Literature Review

Phenytoin May Offer Neuroprotection to Patients With Optic Neuritis


 

References

Patients with acute demyelinating optic neuritis who received phenytoin lost 30% less of their retinal nerve fiber layer (RNFL) than did placebo-treated patients in a randomized phase II study published online ahead of print January 25 in Lancet Neurology. “The results of this clinical trial support the concept of neuroprotection using phenytoin to inhibit voltage-gated sodium channels in patients with acute optic neuritis,” said Rhian Raftopoulos, MD, of the National Hospital for Neurology and Neurosurgery in London, and coauthors.

In the study of 86 people with acute optic neuritis, investigators randomized 29 participants to receive 4 mg/kg/day of oral phenytoin, 13 participants to receive 6 mg/kg/day of oral phenytoin, and 44 participants to receive placebo for three months. All participants were randomized within 14 days of vision loss.
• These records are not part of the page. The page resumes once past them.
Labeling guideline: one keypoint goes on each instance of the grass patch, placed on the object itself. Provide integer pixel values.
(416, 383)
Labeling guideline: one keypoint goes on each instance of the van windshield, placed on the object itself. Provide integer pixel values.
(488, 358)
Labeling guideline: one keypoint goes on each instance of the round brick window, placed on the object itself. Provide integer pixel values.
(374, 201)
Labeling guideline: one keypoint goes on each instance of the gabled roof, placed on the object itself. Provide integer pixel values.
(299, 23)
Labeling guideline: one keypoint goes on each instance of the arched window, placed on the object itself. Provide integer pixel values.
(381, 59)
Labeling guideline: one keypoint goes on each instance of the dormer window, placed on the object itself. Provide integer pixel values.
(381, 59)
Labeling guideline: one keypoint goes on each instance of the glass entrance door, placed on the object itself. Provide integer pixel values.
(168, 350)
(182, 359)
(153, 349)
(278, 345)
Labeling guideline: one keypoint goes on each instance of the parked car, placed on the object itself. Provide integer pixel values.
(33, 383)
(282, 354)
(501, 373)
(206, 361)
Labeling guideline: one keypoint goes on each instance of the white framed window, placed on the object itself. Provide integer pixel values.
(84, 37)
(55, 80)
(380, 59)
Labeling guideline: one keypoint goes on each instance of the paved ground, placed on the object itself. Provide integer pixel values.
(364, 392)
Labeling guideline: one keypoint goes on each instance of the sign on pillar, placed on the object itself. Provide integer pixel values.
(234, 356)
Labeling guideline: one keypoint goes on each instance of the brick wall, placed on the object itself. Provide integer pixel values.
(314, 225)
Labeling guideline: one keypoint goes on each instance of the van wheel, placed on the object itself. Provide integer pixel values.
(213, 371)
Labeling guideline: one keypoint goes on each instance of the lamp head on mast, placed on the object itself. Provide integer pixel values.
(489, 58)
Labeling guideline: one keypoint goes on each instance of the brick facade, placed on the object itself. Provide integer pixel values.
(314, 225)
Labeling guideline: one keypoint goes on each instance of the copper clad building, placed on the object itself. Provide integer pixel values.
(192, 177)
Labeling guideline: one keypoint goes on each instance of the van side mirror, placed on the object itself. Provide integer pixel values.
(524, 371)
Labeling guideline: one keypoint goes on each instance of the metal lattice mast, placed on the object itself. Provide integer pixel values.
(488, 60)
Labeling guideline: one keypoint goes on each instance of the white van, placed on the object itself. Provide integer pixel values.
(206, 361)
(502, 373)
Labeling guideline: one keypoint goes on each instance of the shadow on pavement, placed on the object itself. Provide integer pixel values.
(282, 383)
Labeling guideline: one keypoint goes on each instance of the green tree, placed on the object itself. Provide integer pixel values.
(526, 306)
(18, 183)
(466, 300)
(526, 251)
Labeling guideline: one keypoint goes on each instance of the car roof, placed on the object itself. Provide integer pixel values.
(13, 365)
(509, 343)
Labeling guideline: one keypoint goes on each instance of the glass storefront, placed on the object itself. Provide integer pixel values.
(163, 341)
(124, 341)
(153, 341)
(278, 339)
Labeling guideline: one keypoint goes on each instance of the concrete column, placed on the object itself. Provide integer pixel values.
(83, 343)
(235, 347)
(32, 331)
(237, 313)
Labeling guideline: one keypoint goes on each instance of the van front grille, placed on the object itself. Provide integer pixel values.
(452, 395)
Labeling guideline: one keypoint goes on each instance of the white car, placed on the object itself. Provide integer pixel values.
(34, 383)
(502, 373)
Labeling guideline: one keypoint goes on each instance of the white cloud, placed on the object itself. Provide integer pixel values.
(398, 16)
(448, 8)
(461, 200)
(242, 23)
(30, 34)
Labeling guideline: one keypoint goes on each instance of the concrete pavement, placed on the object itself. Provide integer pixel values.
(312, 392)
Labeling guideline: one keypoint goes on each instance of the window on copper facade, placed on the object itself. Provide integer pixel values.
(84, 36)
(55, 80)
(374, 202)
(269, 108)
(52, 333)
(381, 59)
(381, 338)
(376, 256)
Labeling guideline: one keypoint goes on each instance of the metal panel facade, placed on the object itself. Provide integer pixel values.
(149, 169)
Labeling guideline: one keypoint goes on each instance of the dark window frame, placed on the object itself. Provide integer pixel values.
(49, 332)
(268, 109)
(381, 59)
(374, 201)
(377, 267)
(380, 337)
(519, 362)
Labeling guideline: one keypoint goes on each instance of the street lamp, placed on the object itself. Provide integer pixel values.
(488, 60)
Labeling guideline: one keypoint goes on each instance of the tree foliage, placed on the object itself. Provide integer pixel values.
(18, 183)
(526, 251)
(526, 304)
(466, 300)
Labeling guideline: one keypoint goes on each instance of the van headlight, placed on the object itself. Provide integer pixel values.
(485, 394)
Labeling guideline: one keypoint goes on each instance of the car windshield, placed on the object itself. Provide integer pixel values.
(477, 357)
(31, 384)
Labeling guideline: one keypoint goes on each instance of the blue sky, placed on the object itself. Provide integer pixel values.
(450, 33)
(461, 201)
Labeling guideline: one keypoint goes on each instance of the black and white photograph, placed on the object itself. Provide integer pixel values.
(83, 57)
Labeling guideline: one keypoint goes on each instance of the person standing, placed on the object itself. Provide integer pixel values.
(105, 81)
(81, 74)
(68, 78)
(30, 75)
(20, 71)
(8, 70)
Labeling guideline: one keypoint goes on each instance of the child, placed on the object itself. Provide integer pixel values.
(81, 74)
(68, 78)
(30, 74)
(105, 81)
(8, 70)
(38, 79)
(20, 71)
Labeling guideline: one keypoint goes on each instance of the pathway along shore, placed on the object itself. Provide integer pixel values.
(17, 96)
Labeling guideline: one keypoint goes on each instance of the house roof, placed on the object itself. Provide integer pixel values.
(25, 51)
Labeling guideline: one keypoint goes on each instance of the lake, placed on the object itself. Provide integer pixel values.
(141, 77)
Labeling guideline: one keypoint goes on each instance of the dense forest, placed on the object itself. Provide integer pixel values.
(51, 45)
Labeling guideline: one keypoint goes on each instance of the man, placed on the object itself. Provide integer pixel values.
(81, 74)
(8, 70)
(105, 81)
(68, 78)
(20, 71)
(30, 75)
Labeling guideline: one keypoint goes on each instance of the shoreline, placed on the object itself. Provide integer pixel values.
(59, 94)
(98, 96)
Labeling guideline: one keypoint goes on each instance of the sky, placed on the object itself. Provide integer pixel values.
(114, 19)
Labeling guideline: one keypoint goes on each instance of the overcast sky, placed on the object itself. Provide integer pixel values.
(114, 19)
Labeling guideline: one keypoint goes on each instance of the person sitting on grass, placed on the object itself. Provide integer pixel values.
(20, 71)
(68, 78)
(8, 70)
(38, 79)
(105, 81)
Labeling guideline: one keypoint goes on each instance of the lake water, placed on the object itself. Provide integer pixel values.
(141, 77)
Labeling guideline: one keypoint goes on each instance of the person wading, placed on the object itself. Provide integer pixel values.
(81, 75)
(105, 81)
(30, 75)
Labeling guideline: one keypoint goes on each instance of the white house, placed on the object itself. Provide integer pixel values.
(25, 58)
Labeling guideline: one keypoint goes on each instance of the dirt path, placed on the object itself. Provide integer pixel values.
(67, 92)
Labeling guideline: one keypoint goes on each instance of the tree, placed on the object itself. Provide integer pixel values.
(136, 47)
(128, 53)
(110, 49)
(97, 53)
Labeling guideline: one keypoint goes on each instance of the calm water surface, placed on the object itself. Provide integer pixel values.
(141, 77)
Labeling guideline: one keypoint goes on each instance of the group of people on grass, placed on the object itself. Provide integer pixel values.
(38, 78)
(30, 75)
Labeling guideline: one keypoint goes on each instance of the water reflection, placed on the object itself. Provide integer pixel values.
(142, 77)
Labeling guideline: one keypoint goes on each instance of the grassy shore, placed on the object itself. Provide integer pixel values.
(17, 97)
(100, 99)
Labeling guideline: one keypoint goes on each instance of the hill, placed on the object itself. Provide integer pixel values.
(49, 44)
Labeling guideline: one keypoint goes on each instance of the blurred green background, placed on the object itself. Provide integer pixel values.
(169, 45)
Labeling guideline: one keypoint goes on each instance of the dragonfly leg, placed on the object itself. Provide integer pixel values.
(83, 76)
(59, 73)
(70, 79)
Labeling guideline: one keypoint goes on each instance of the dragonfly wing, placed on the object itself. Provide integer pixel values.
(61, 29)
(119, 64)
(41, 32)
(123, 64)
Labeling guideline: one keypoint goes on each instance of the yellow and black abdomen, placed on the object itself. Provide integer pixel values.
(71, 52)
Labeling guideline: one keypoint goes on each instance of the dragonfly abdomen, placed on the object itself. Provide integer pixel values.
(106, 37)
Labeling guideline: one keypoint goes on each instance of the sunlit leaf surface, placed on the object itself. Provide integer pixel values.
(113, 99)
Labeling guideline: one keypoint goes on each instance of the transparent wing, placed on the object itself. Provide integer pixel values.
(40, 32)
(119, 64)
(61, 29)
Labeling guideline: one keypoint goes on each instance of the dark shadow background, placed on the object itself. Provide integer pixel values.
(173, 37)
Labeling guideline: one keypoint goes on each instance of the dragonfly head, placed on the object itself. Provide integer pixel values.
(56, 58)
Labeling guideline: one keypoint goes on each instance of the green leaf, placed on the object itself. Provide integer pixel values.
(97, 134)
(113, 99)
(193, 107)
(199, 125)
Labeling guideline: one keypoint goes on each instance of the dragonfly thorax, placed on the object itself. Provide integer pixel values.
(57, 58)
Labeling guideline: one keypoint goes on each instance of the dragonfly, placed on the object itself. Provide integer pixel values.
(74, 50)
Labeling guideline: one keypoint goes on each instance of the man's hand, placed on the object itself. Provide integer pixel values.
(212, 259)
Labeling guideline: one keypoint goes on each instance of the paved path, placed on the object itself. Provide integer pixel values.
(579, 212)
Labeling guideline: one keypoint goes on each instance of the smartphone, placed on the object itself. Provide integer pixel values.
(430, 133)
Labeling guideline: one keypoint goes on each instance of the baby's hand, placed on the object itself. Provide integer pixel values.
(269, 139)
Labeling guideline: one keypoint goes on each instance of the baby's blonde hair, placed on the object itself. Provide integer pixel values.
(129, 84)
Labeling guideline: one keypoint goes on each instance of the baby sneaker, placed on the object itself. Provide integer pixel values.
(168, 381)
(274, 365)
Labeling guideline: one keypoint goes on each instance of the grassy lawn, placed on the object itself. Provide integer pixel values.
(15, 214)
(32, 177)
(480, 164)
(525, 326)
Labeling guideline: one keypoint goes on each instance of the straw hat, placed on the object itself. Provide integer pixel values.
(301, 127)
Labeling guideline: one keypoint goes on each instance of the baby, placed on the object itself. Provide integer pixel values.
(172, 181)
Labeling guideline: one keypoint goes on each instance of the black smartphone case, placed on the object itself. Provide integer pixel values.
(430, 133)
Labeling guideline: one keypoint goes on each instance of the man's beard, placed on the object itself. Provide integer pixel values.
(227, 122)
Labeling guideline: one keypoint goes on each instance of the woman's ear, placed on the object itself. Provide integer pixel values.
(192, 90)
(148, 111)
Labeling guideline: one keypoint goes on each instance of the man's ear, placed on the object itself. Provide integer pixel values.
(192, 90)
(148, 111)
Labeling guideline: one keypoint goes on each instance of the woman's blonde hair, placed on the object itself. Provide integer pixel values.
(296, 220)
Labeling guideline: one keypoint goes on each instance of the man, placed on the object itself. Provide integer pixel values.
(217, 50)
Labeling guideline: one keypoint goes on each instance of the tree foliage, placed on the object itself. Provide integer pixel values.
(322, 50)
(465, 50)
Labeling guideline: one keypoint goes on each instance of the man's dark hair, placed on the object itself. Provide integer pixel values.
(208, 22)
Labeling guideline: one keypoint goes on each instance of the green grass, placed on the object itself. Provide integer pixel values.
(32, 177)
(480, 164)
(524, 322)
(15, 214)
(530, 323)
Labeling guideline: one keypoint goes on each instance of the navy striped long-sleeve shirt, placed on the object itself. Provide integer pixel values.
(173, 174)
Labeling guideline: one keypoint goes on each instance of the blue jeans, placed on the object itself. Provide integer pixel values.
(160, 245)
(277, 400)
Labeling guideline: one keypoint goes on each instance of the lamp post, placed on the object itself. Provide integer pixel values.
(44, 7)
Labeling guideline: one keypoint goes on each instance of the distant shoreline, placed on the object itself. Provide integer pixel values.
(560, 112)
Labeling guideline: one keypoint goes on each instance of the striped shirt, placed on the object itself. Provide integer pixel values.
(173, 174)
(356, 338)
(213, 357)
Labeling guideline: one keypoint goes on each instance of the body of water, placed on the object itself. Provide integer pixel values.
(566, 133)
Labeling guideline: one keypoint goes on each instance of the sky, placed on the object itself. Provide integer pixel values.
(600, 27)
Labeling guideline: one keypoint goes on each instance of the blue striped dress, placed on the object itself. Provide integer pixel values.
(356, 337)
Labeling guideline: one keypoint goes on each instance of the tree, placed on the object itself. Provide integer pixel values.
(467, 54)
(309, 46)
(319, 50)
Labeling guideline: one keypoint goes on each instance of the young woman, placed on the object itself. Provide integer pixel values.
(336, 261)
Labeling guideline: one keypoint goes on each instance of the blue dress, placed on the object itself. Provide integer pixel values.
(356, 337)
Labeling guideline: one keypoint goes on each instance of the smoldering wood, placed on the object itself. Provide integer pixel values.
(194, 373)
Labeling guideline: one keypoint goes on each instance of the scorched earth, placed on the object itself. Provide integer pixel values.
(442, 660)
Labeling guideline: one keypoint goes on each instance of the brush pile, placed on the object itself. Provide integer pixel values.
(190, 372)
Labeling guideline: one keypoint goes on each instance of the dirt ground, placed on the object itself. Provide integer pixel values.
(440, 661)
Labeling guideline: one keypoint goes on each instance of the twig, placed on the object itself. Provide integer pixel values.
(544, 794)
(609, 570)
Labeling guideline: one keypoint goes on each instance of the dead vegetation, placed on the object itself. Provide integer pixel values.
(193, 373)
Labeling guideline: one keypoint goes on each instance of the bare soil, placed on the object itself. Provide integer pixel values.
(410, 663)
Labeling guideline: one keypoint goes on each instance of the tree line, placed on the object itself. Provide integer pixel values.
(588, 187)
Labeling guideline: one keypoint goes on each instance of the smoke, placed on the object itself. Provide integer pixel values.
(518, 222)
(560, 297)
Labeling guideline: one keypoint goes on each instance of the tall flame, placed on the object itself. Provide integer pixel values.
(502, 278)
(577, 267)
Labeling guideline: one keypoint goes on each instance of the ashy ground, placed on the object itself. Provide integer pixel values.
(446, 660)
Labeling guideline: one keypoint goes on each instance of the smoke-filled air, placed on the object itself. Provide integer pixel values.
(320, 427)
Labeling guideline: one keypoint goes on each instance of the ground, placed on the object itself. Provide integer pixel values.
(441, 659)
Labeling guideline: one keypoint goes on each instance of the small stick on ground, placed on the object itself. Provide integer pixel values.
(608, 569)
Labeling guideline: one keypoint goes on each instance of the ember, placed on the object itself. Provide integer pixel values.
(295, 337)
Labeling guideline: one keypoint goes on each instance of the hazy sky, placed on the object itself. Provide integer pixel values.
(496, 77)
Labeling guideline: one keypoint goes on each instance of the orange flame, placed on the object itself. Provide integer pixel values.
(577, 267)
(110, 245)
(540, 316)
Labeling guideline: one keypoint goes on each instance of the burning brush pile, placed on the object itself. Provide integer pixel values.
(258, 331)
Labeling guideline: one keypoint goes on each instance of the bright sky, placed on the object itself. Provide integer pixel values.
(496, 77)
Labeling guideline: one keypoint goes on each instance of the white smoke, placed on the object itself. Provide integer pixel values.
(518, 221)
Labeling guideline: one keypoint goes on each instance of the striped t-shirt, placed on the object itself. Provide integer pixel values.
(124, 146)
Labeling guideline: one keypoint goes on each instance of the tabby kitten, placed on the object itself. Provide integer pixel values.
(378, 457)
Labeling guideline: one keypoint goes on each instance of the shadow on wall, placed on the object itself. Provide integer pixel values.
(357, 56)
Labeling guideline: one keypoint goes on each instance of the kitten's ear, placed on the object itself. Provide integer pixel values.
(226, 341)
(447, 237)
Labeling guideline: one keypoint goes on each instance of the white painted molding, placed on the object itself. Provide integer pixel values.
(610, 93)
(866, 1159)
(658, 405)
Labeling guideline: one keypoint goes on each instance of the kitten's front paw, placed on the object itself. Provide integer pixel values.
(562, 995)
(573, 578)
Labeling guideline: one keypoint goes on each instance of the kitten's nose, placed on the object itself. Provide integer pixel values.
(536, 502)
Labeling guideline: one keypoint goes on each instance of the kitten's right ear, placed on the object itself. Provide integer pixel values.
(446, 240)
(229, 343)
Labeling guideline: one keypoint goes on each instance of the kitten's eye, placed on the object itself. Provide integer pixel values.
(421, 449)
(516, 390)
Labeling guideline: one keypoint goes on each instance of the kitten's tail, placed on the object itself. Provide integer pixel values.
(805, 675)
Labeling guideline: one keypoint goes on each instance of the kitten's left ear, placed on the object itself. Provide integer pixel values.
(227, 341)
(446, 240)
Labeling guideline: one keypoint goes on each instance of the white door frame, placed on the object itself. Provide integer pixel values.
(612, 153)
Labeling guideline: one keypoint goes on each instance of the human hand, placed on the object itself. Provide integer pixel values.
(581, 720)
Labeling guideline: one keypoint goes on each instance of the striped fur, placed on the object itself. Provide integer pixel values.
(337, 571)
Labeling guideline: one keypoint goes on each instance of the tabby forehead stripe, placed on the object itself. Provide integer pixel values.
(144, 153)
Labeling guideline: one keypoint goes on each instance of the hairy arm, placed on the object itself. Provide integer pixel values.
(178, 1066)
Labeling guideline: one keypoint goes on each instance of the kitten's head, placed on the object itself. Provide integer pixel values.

One-third of the patients had previously been diagnosed with multiple sclerosis or was diagnosed at presentation, and 74% had at least one brain lesion on MRI.

Treatment with phenytoin was associated with a decline of mean RNFL thickness in the affected eye from 130.62 μm at baseline to 81.46 μm at six months, compared with a decline from 125.20 μm to 74.29 μm in the placebo group, representing a statistically significant adjusted mean difference of 7.15 μm.

The researchers also noted a significant 34% reduction in macular volume loss in the treatment arm, compared with placebo, representing an adjusted mean difference of 0.20 mm3. However, the treatment had no significant effect on low-contrast visual acuity and visual evoked potentials.

The most common adverse event in the treatment arm was maculopapular rash, which was judged as severe in one patient treated with phenytoin.

“The absence of regular, early outcome assessments around one to two months after initiation of treatment makes it hard to interpret the results because they would have helped to rule out a primarily anti-inflammatory effect of the treatment by tracking RNFL swelling and possible optic nerve inflammation, especially given that there was higher baseline RNFL thickness and worse low-contrast visual acuity in the patients who received phenytoin,” said Shiv Saidha, MBBCh, Assistant Professor of Neurology, and Peter A. Calabresi, MD, Director of the Division of Neuroimmunology, both at Johns Hopkins University in Baltimore, in an accompanying editorial. “If the true RNFL thickness at baseline in the affected eye of patients in the pheny­toin group was higher than those in the placebo group, it could have accounted for the findings, even though the investigators made a prespecified adjustment for it.

“Although the results of this study are a major advancement and undeniably encouraging, future studies need to include more frequent optical coherence tomography (OCT) sampling, as well as more detailed OCT-segmentation-derived retinal measures such as ganglion cell plus inner plexiform layer thickness, which do not swell during acute optic neuritis, mitigating the need for statistical corrections involving the unaffected eye,” they concluded.